The U.S. Department of Homeland Security and the U.S. Department of Labor released new H-2B visa regulations last week after previous versions were struck down by a federal judge. The new rules go into effect this week.
While larger employers may be able to follow the rules, added requirements may make it more difficult for smaller employers to use the H-2B program, said Daniel Kowalski of the Fowler Law Firm in Austin, Texas.
The new interim final rule is very similar to the 2012 final rule, but includes new recruitment requirements and mandates that a job remain available to U.S. workers until 21 days before the employer needs to fill the job. The rule also adopts a registration process for employers that mandates they show their temporary labor need, reinstates a “compliance-based certification model” that was used before the 2008 rule, and adds “worker protections,” like upping the number of hours needed for full-time employment status.

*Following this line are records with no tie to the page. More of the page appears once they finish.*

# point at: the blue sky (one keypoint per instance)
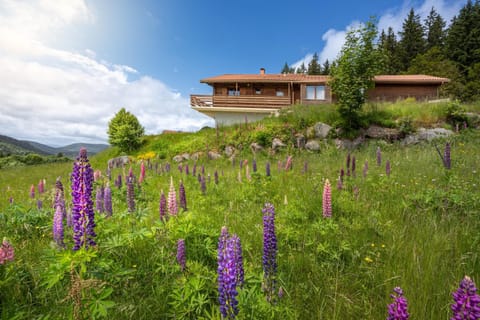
(66, 67)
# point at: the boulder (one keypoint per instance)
(321, 130)
(312, 145)
(255, 147)
(277, 144)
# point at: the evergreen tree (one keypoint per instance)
(314, 67)
(435, 30)
(301, 69)
(412, 41)
(326, 68)
(463, 37)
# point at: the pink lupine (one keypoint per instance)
(172, 199)
(327, 200)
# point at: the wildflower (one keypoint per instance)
(163, 206)
(130, 192)
(269, 251)
(99, 199)
(32, 191)
(466, 301)
(107, 201)
(327, 200)
(397, 310)
(82, 211)
(182, 196)
(172, 199)
(446, 156)
(181, 259)
(6, 252)
(142, 172)
(227, 276)
(58, 225)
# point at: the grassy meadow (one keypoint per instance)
(417, 228)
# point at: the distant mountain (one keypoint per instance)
(10, 146)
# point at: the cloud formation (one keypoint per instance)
(57, 97)
(334, 39)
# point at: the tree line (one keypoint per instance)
(428, 47)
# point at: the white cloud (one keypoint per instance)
(334, 39)
(56, 96)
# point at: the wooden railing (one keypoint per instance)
(253, 101)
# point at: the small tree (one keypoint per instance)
(353, 73)
(124, 131)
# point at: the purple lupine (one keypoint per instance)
(58, 225)
(130, 192)
(327, 200)
(172, 199)
(269, 252)
(227, 276)
(466, 301)
(99, 199)
(397, 310)
(107, 201)
(163, 207)
(142, 172)
(83, 216)
(7, 253)
(379, 156)
(182, 196)
(181, 257)
(365, 169)
(32, 191)
(447, 162)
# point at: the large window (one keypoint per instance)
(315, 92)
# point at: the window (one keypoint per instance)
(315, 92)
(233, 92)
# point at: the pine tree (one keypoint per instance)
(435, 30)
(463, 37)
(314, 67)
(412, 41)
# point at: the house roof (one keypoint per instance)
(303, 78)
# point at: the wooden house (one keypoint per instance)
(240, 97)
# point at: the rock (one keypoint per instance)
(213, 155)
(229, 151)
(300, 140)
(312, 145)
(178, 158)
(435, 133)
(255, 147)
(321, 130)
(277, 144)
(376, 132)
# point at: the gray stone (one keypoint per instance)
(321, 130)
(312, 145)
(277, 144)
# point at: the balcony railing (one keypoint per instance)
(253, 101)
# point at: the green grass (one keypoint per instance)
(417, 228)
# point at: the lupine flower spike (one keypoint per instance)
(466, 301)
(172, 199)
(82, 212)
(327, 200)
(181, 258)
(269, 252)
(397, 310)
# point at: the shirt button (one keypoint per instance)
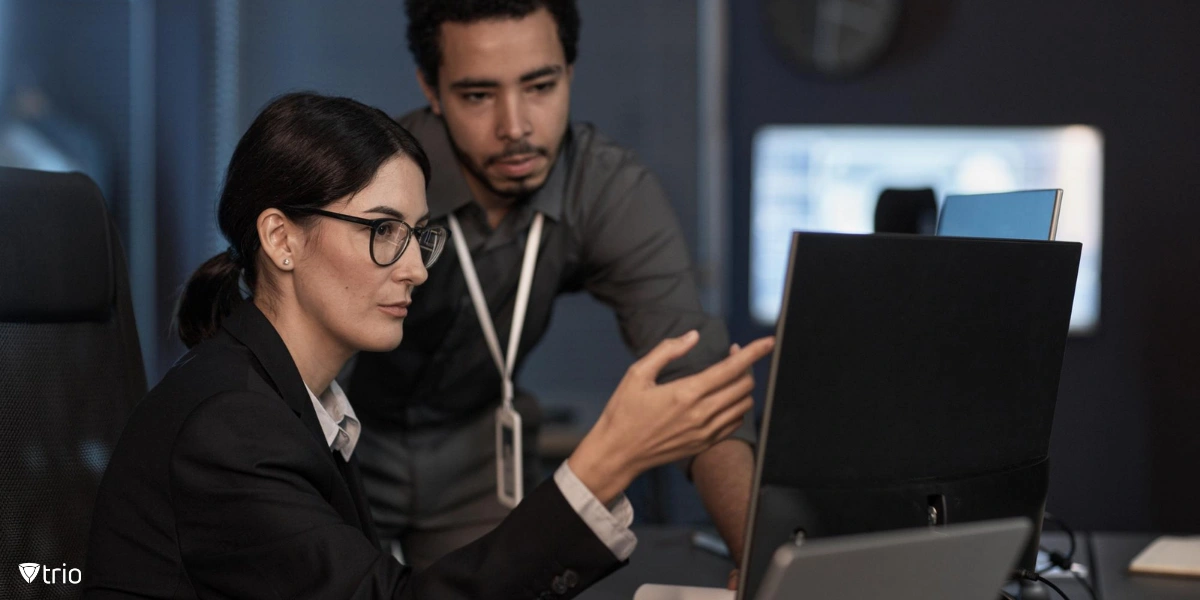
(571, 579)
(558, 586)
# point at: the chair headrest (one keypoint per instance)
(57, 261)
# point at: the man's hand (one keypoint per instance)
(646, 424)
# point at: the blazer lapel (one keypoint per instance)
(354, 480)
(250, 327)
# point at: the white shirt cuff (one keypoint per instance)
(610, 523)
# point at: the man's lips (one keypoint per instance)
(517, 166)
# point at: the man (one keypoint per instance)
(497, 76)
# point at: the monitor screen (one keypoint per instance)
(829, 179)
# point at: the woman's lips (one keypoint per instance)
(395, 310)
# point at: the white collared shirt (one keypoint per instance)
(337, 419)
(609, 523)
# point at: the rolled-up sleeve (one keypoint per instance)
(610, 523)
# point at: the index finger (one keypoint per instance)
(735, 365)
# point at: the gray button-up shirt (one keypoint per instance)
(609, 229)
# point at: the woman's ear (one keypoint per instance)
(276, 234)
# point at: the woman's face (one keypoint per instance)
(358, 303)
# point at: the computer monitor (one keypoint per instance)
(913, 383)
(1029, 215)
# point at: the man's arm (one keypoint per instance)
(639, 264)
(724, 475)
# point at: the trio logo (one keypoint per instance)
(29, 573)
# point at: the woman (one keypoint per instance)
(235, 477)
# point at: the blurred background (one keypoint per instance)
(759, 117)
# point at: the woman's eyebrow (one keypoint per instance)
(388, 210)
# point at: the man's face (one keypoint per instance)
(504, 91)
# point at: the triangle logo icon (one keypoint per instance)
(29, 570)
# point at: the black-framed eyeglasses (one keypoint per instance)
(390, 237)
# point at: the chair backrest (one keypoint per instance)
(70, 370)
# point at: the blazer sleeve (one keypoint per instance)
(249, 487)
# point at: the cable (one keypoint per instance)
(1051, 586)
(1057, 558)
(1066, 562)
(1087, 586)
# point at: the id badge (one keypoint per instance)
(509, 477)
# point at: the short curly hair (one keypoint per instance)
(425, 19)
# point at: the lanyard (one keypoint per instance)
(504, 364)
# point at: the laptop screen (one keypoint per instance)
(1031, 215)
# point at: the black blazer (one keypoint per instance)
(222, 486)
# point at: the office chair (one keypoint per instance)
(70, 370)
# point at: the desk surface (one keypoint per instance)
(665, 555)
(1114, 551)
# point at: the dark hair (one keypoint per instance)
(425, 19)
(303, 151)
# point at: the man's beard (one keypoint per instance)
(522, 189)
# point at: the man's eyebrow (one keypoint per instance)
(538, 73)
(465, 83)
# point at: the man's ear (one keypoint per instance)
(274, 234)
(431, 94)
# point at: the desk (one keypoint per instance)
(665, 555)
(1114, 551)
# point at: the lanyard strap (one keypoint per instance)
(504, 364)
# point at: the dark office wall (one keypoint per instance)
(1126, 445)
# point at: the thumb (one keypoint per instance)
(665, 352)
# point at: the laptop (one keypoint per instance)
(1027, 215)
(913, 383)
(964, 562)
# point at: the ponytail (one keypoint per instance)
(210, 294)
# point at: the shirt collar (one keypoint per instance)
(448, 189)
(337, 419)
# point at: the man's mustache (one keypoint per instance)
(519, 149)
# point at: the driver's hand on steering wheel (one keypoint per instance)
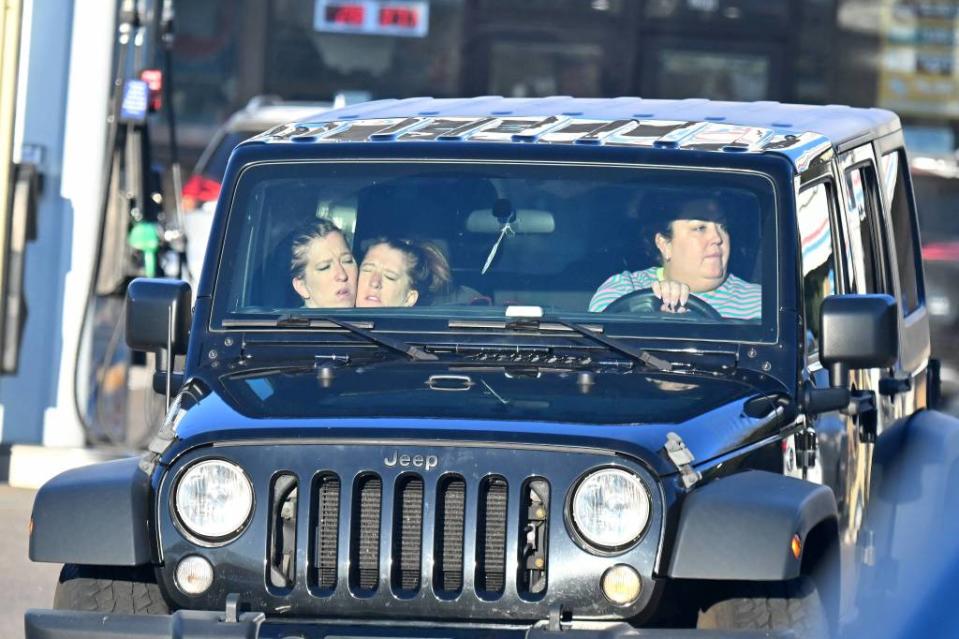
(674, 295)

“An unintended consequence of this will be to fuel, or refuel, the shadow economy,” Kowalski said. He noted that these new regulations may also prompt further litigation, since the 2012 rule was also laborious for small businesses to follow. The only way to achieve real H-2B relief is to force Congress to amend the statute to be more workable and specific, Kowalski said.
Last month, AmericanHort issued an action alert asking members of the green industry to urge federal officials to fix the H-2B program. “Even if you don’t use the program, it hurts the whole green industry when we suffer from labor shortages resulting from bureaucratic dysfunction and visa program chaos,” said Craig Regelbrugge, AmericanHort’s senior vice president in charge of public policy and government relations.
If this issue directly affects your company, AmericanHort recommends calling your members of Congress through the U.S. Capitol switchboard at 202-225-3121 and request to set up an appointment with your representative or their staff.